Antonio Gamoneda en el Museo Pablo Gargallo.
‘CITA CON GAMONEDA.
¿SON REALES LOS TOROS CELESTES?’,
Por SERGIO GÓMEZ GARCÍA
[Tomado de su blog]
El jueves 17 de Noviembre de 2011, en el museo Pablo Gargallo y gracias a la gestión de Nacho Escuín tuvo lugar una charla con el poeta Antonio Gamoneda y un homenaje a su figura. En estos actos siempre hay un ambiente de ritual, existe una liturgia casi religiosa. El jueves ese rito fue algo más, fue una celebración nunca interrumpida, desde el silencio expectante del público hasta el abrazo cariñoso del poeta, materializado en algunos privilegiados que pudimos honrarle con nuestras voces, pero dado a todos y cada uno de los presentes. Fueron surgiendo las palabras belleza, plasticidad, realidad, realidades, melancolía, ritmo, verdad, ética, locura… y con ellas los temas.
En esa tarde Gamoneda nos puso en las manos, frente a los ojos, los toros celestes de Lorca para que nos preguntáramos sobre su categoría ontológica. ¿Son reales los toros celestes? Hay realidad en tanto que tienen significado, significado recién parido, locura del poeta que los ha creado y verdad en la mente que los re-crea. La verdad se da en la comunicación sincera entre poeta y lector, en la piel profunda del poema, cuando se vence la superficie del fingimiento necesario del poeta. La palabra poética horada la realidad, la porción de realidad que se ponga en juego en un poema determinado, pero también perfora al lector. Ahí radica también la belleza del poema, más allá del pensamiento, debajo de lo explícito.
Cuajado en la luz, hirviendo,
después de mucha tierra deshabitada de pájaros,
surge un pueblo.
En abrasada gleba
guardan a sus muertos, mas
el silencia y la arcilla
se levantan y entran
en la vida.
Pensaba la belleza.
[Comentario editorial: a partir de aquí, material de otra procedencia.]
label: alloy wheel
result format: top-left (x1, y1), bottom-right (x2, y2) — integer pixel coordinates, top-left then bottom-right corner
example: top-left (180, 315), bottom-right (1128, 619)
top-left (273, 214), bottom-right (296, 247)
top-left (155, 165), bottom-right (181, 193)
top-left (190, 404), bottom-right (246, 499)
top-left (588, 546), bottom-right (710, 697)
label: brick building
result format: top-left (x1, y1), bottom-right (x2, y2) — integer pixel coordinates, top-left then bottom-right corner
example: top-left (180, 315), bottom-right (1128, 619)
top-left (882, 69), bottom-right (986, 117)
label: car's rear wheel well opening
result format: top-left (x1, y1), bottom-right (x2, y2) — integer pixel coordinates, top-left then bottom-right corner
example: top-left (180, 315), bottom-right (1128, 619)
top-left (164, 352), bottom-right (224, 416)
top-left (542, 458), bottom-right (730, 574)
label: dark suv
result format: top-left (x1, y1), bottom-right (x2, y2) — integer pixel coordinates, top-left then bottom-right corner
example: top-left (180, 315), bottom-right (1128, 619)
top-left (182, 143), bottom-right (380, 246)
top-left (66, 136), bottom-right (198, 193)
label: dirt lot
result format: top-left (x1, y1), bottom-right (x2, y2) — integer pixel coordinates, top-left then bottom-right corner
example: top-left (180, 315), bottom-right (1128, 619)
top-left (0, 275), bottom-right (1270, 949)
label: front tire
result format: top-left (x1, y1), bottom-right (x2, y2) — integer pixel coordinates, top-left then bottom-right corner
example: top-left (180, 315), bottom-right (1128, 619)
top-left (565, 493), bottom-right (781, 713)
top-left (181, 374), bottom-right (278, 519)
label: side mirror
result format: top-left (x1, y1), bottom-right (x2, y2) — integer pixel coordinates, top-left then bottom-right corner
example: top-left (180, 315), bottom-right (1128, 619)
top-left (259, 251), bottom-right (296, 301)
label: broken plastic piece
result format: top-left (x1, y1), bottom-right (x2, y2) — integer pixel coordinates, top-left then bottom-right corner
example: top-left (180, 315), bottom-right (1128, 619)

Veo ahora
silencio edificado, corazones
amontonados por el amor.
Veo la vida en el centro de la luz; ya sé
que la belleza no necesita ser pensada.
Este descubrimiento de la verdad y de la belleza evoca la identidad que de ambos conceptos nos ha llegado desde la tradición de la antigua Grecia, ligada a términos como armonía y equilibrio. No obstante esa sinergia no se da en el ámbito de la racionalidad según Gamoneda sino en la irracionalidad, en la locura, en el disparate de la metáfora. Se da como sorpresa incluso del propio autor y lleva al conocimiento, una especie de re-conocimiento de lo que se sabía sin saber, “con un no saber sabiendo” (San Juan de la Cruz). El poeta no se sabe hasta que no se escribe.
Voy a leerle al maestro mi homenaje, su poema. Veo su cara de extrañeza y su gesto con la mano en la oreja cuando le digo torpemente: “Yo como Gamoneda”. Sus toros celestes están todavía en mi cabeza y un nudo de emoción en la garganta casi no me deja leer los siguientes versos:
El animal que Llora, ese estuvo en tu alma antes de ser amarillo;
el animal que lame las heridas blancas,
ése está ciego en la misericordia;
el que duerme en la luz y es miserable,
ése agoniza en el relámpago.
La mujer cuyo corazón es azul y te alimenta sin descanso,
ésa es tu madre dentro de la ira;
la mujer que no olvida y está desnuda en el silencio,
ésa fue música en tus ojos.
Vértigo en la quietud: en los espejos entran sustancias
corporales y arden palomas. Tú dibujas juicios y tempestades
y lamentos.
Así es la luz de la vejez, así
la aparición de las heridas blancas.
Los toros celestes ya no me abandonarían en toda la noche, me acompañan estos días en mi trabajo, cuando escribo esto, cuando leo y me alimento de Gamoneda. Espero que estén aquí toda mi vida.